We can also perform the t-test using the Scipy library.The t-statistic is how many standard errors of the difference the two means are apart. The p-value is the probability of seeing a t-statistic at least that far from 0 if the null hypothesis were true. Low p-values lead to rejection of the null hypothesis. 

### Question
Is the result with t-test significant?

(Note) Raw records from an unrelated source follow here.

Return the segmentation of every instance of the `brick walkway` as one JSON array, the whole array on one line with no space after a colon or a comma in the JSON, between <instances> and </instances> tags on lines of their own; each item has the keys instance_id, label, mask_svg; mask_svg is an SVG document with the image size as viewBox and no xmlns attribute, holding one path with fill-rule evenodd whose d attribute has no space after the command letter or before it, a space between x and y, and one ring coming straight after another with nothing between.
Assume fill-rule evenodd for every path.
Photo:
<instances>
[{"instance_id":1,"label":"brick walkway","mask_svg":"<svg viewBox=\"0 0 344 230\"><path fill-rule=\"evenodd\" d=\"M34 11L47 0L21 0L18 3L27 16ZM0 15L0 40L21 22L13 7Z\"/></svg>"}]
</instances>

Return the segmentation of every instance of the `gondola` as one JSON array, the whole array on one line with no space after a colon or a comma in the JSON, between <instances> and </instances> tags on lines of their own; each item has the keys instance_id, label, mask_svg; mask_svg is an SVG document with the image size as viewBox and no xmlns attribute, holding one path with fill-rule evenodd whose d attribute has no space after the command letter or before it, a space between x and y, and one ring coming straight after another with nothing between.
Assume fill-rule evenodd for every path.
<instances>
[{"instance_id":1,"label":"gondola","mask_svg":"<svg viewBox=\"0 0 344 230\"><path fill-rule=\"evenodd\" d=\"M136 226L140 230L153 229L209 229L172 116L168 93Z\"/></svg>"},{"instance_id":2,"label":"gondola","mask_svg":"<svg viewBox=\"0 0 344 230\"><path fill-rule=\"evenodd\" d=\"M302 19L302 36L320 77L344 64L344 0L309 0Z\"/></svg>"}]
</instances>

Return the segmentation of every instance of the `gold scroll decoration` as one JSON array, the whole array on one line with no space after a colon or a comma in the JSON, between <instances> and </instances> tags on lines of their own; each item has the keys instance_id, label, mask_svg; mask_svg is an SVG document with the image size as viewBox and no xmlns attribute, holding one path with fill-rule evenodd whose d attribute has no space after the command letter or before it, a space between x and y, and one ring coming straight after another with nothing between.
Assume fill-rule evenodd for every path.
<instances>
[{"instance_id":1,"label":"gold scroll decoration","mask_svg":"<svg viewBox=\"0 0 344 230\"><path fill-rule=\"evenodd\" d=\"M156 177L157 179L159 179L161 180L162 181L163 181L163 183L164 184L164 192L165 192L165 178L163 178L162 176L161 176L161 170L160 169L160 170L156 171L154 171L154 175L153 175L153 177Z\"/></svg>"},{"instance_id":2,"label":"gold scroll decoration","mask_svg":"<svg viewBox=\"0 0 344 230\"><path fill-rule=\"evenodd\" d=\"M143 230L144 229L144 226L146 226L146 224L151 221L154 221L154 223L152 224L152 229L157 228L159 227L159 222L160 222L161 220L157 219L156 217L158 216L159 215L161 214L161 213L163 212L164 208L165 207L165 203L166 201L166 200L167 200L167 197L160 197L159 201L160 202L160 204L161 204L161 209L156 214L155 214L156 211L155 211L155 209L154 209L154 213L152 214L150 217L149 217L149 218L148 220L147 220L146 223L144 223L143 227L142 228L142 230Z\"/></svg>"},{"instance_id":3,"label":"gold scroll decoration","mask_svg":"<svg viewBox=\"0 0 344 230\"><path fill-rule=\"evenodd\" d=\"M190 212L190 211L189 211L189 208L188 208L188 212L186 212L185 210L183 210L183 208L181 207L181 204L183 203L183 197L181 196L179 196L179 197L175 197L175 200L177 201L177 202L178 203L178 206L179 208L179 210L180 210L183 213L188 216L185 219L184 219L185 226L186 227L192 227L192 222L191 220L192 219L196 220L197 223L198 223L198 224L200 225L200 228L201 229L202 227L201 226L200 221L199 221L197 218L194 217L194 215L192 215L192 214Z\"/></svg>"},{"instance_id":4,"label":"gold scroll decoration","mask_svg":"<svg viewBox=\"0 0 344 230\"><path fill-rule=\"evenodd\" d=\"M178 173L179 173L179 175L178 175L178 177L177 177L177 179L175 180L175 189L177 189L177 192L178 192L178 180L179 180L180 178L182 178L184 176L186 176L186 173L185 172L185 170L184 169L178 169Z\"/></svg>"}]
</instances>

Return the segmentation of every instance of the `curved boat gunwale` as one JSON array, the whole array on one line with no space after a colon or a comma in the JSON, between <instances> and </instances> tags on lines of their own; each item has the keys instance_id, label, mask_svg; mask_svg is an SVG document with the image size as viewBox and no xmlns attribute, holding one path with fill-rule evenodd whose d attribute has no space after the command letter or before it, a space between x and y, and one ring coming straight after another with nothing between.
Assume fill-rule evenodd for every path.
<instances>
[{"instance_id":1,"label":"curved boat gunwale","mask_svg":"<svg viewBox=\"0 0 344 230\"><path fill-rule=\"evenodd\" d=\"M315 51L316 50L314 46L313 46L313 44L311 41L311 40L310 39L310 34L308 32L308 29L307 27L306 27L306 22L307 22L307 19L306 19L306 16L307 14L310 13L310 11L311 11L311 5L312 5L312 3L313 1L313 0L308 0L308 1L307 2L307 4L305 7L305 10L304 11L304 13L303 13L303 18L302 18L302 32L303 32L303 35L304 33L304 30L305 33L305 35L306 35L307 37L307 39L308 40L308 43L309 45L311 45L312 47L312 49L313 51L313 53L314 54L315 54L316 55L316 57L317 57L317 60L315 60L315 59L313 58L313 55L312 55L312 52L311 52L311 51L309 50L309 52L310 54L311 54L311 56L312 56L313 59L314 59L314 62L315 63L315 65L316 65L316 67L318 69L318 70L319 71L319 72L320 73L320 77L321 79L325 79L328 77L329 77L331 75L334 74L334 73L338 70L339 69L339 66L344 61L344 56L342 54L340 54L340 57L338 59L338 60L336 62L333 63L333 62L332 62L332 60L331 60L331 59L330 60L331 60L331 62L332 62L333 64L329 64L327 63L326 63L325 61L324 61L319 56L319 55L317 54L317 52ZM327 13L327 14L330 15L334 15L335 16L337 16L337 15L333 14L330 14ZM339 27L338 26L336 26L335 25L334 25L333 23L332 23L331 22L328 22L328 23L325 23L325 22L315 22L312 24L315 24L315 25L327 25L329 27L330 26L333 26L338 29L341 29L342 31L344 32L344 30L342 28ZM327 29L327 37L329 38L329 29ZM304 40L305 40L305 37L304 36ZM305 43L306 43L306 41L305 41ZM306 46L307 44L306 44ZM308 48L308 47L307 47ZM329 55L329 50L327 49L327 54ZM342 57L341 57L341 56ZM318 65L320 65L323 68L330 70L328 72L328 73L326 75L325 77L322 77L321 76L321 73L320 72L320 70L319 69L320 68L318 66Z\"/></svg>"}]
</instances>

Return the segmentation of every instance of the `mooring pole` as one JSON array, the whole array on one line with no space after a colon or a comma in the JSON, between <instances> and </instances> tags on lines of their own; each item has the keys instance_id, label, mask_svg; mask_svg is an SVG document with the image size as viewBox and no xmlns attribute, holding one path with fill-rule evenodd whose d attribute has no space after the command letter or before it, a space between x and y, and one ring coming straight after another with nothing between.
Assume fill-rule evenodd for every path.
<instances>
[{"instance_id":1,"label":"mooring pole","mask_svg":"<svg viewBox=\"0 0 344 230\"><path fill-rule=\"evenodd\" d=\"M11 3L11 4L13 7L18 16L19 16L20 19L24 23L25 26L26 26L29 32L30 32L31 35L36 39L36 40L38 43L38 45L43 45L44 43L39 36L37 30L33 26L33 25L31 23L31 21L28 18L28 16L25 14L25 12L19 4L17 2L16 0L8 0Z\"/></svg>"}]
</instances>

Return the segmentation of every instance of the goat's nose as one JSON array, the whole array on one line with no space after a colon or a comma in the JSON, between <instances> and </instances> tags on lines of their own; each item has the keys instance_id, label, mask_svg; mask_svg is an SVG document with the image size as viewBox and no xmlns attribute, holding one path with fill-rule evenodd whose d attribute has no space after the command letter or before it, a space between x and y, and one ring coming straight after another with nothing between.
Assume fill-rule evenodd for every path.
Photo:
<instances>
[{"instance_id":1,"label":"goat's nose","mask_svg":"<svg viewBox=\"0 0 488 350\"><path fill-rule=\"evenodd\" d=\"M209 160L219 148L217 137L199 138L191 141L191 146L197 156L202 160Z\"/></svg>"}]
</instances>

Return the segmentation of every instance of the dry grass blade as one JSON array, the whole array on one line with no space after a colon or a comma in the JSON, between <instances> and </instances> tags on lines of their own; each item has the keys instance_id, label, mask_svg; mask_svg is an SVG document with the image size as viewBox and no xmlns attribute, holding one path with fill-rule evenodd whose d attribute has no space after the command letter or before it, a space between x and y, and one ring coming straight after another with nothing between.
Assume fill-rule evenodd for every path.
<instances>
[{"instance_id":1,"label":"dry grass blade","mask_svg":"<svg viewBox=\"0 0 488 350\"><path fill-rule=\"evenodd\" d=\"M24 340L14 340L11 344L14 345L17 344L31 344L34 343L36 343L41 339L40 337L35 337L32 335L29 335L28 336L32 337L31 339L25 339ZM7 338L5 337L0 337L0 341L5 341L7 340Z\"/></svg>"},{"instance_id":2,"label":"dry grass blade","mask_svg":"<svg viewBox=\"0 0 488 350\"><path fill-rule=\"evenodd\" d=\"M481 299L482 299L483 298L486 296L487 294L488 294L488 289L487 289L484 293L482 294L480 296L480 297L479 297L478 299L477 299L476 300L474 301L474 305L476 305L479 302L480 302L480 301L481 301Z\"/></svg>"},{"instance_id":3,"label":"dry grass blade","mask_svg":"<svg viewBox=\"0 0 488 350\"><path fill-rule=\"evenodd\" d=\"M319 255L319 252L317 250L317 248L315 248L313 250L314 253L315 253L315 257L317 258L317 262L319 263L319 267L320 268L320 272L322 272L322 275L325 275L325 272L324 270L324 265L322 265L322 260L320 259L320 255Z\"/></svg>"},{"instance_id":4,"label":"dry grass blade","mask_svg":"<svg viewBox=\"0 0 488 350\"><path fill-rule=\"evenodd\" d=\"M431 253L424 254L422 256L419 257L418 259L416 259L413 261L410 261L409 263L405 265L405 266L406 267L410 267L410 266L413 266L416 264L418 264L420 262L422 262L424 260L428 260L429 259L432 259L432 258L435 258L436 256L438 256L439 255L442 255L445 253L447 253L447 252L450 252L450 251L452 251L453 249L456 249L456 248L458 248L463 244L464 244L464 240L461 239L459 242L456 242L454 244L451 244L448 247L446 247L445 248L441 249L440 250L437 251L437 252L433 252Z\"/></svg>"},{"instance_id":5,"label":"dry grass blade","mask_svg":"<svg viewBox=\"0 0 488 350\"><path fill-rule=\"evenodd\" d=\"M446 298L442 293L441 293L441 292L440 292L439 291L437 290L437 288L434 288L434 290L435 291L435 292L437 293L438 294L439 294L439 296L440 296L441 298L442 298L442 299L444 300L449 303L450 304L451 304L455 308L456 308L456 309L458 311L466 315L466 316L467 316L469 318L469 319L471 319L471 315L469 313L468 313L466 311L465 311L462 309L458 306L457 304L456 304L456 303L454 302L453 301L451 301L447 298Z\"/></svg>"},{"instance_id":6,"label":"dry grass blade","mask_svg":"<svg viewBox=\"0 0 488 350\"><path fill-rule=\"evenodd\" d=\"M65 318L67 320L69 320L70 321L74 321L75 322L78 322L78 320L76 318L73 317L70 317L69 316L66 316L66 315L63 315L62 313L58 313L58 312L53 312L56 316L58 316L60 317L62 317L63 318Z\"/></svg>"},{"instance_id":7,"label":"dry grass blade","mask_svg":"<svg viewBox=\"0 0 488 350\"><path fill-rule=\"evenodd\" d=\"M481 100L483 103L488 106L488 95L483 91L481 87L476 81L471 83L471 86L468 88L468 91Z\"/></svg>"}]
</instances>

Explain why.


In [None]:
from scipy import stats
beer = df[df.beer == 1]['num']
water= df[df.beer == 0]['num']
stats.ttest_ind(beer,water)

### Question

Use the data and code provided below. The data represents two group, one have been given treatment A (group=1) whereas the other is the control group with no treatment given. The days give the number of days taken by a patient to recover. Find out if the treatment A have an effect on the patients.

```
import pandas as pd

df = pd.DataFrame({'group':  [1, 1, 1, 1, 1, 1, 1, 1] + 
                            [0, 0, 0, 0, 0, 0, 0, 0, 0, 0, 0, 0],
                   'days': [91, 99, 76, 72, 57, 46, 63, 75 ] +
                            [44, 62, 69,81, 69, 74, 61, 69, 65, 66, 56, 87,]})
```

Use the two methods above (random shuffling and hypothesis testing) to find out if the treatment A have an effect on patients or not. Do methods give the same answer on effects?